Thirdly, establishing a fifth node corresponding to the identifier of the second data element in the doubly linked list, storing the second data element in the data field of the fifth node, and storing the identifier of the second data element in the index of the doubly linked list; and updating the accessed times of the second data element in the fifth node, adjusting the position of each node in the doubly linked list according to the accessed times, and correspondingly adjusting the pointer in each node in the doubly linked list.

In a specific embodiment, the second data element is a, and if the storage amount of the memory does not reach the set threshold, a fifth node including a is directly established at the tail of the doubly linked list, and meanwhile, a pointer in the fifth node is adjusted, and the number of times of being accessed in the fifth node is updated to be 1.

It should be noted that, the data caching method and the data query method are respectively described above, but for a large data terminal, the data caching method and the data query method may be executed separately, or the data caching method and the data query method may be executed simultaneously.

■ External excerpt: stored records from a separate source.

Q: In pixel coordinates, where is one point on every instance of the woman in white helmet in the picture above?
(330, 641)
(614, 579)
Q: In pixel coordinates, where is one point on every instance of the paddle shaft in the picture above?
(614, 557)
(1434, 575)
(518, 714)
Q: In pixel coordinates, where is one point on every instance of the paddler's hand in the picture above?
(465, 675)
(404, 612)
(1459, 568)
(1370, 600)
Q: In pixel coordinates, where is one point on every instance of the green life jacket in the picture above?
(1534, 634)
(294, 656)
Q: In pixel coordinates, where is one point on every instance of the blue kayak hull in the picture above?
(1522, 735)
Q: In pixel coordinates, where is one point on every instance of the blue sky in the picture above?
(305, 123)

Based on the same inventive concept, an embodiment of the present application further provides a data caching apparatus, which corresponds to the data caching method shown in fig. 1, and the structure of the apparatus is shown in fig. 6, including

A first receiving unit 61, configured to receive data to be cached, and for each first data element included in the data to be cached, perform:

an obtaining unit 62, configured to obtain an identifier of the first data element;

a determining unit 63, configured to determine whether an existing data element corresponding to the identifier of the first data element is stored in a memory of the big data terminal;

the cache unit 64 is configured to replace an existing data element with a first data element if it is determined that the existing data element is stored in the memory; if the existing data elements are not stored in the memory, determining whether the memory capacity of the memory reaches a set threshold value; if the memory capacity of the memory does not reach the set threshold value, storing the first data element and the identification thereof in the memory; and if the storage capacity of the memory reaches a set threshold value, storing the first data element in an external memory of the big data terminal, and storing the identifier and the storage position of the first data element in the memory.

Specifically, the obtaining unit 62 is configured to obtain an identifier of the first data element, and specifically configured to:

looking up a selected field from the first data element;

and acquiring the value of the selected field to obtain the identifier of the first data element.

Specifically, the determining unit 63 is configured to determine whether an existing data element corresponding to the identifier of the first data element is stored in a memory of the big data terminal, and specifically includes:

acquiring a bidirectional linked list with indexes stored in a memory;

determining whether an index of a doubly linked list includes an identification of a first data element;

if the index of the doubly linked list comprises the identifier of the first data element, determining that the existing data elements are stored in the memory;

and if the index of the doubly linked list does not comprise the identifier of the first data element, determining that the existing data element is not stored in the memory.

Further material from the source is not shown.